Le récit commence par une première instance narrative, dans laquelle « l'éditeur-auteur », précise les conditions d’une rencontre, dans une auberge de Calabre, avec un inconnu décrit comme le type même du mélancolique. Nous sommes censés lire le manuscrit que ce dernier aurait abandonné après un départ précipité. Le récit proprement dit commence alors à la première personne. Après avoir décrit les relations distantes qu’il entretient avec son père, Adolphe nous raconte qu’il quitte Göttingen pour se rendre dans une autre ville allemande, où il se mêle aux courtisans d'une petite cour princière. Il s’y fait délibérément une réputation de « légèreté, de persiflage et de méchanceté ». Pour remplir un vague besoin d'être aimé, il séduit une femme de dix ans son aînée, très belle mais socialement déchue. Cet amour naissant court au don de mercy mais l'union des amants se dégrade très vite : « Ce n'étaient pas les regrets de l'amour, c'était un sentiment plus sombre et plus triste ; l'amour s'identifie tellement à l'objet aimé que dans son désespoir même il y a quelque charme... ». Inquiet de voir son fils compromettre de belles espérances de carrière, le père d’Adolphe lui ordonne de le rejoindre ; mais Ellénore est prête à tout sacrifier, enfants, fortune et protection, pour garder son jeune amant auprès d’elle. Le jeune homme se soumet à sa maîtresse, lié par un don si exorbitant ; mais il se détache d'elle, et même, il s'aperçoit avec horreur qu'il ne l'a jamais véritablement aimée.
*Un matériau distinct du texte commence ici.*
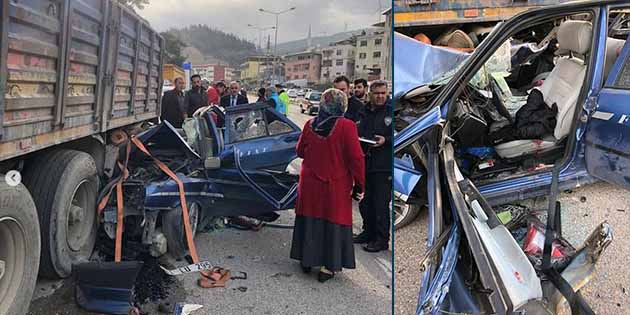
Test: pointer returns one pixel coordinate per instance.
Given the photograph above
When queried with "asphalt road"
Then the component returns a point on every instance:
(584, 208)
(275, 283)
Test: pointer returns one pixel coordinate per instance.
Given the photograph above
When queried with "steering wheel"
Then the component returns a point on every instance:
(497, 101)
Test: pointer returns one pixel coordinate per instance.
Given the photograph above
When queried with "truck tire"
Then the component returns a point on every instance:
(64, 186)
(19, 248)
(173, 228)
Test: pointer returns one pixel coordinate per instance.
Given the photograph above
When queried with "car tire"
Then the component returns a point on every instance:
(64, 186)
(404, 213)
(173, 228)
(19, 248)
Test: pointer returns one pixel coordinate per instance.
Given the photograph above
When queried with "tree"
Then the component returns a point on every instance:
(135, 3)
(173, 48)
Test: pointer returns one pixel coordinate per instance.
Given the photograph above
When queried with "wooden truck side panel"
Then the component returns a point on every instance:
(73, 68)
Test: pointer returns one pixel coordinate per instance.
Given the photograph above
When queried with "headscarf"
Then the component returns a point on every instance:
(333, 103)
(261, 95)
(279, 105)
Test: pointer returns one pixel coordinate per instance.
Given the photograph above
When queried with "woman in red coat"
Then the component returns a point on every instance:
(333, 164)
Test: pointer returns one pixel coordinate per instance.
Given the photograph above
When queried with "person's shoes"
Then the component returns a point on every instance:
(376, 246)
(325, 275)
(362, 238)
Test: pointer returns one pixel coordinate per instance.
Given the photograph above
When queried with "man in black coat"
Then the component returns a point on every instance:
(354, 104)
(376, 125)
(173, 107)
(233, 98)
(196, 97)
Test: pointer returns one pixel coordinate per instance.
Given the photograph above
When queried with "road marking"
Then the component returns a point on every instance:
(13, 178)
(603, 115)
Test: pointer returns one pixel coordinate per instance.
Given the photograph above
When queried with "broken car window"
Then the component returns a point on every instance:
(247, 125)
(276, 125)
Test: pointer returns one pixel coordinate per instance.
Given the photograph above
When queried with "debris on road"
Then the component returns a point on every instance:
(186, 309)
(242, 276)
(204, 265)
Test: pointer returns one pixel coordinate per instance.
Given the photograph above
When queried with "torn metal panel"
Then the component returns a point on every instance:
(411, 58)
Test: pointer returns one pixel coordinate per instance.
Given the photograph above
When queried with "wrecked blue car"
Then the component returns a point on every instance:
(486, 256)
(232, 163)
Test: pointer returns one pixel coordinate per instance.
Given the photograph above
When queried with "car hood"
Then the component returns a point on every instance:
(411, 55)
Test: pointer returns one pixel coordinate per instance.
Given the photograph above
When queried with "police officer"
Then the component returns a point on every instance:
(376, 125)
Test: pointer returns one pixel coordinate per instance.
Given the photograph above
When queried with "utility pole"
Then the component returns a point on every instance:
(275, 47)
(260, 31)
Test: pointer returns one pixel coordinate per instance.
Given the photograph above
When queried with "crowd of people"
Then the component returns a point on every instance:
(347, 154)
(177, 104)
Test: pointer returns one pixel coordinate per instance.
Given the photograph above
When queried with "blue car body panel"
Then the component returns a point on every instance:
(243, 185)
(605, 164)
(607, 146)
(406, 177)
(410, 56)
(600, 149)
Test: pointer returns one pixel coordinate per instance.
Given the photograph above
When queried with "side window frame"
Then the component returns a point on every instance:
(229, 121)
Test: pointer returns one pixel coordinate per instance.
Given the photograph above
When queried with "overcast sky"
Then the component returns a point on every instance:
(232, 16)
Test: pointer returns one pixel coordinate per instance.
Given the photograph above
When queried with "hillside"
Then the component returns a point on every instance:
(322, 41)
(216, 43)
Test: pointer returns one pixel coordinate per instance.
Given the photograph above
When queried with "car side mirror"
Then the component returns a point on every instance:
(212, 163)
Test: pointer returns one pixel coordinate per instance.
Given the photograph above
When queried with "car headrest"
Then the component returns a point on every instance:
(575, 36)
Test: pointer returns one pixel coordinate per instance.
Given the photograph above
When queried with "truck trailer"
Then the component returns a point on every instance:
(72, 73)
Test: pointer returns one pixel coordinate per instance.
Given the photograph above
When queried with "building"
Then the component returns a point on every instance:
(214, 72)
(388, 43)
(303, 65)
(371, 55)
(255, 69)
(338, 59)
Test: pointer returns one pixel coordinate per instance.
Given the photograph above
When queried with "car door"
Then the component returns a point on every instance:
(251, 177)
(607, 139)
(265, 139)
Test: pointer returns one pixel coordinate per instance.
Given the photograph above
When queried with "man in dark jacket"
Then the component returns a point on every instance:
(196, 97)
(353, 112)
(376, 125)
(360, 90)
(233, 98)
(173, 107)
Habile à le dissimuler, il reste avec Ellénore, laquelle ne tarde pas à comprendre qu'elle ne lui est plus rien. Ne parvenant pas à rompre, les amants prennent la fuite et se fixent à Caden, ville de Bohème où Adolphe rencontre un ami de son père, le baron de T***. Ce dernier lui représente toute l’impasse d'une telle situation et qu’Ellénore n’est qu’un obstacle entre toutes les voies de la carrière et lui. Adolphe répond par les plus vives protestations d'amour et de fidélité à l'égard de sa maîtresse. Mais il finit tout de même par prendre la résolution de rompre ; et pour mieux s'y tenir, il l'écrit dans une lettre qu’il adresse au baron. Celui-ci ne laisse pas de la faire parvenir à Ellénore : terrassée d’affliction, elle meurt peu après. Loin d'être libéré, Adolphe mène à partir de là une existence morne et désespérée qu’il traîne jusqu'à Cerenza où nous le trouvons au début du roman. En guise d'épilogue, un correspondant anonyme adresse à l'éditeur une lettre explicative dans laquelle il l'incite à publier le manuscrit : « L'exemple d'Adolphe ne sera pas moins instructif, si vous ajoutez qu'après avoir repoussé l'être qu'il aimait, il n'a pas été moins inquiet, moins agité, moins mécontent ; qu'il n'a fait aucun usage d'une liberté reconquise au prix de tant de douleurs et de tant de larmes ; et qu'en se rendant bien digne de blâme, il s'est aussi rendu digne de pitié ». Le roman s'achève par une réponse morale de l'éditeur qui accepte la publication et condamne l'attitude du héros : « chacun ne s'instruit qu'à ses dépens... Les circonstances sont bien peu de choses, le caractère est tout... »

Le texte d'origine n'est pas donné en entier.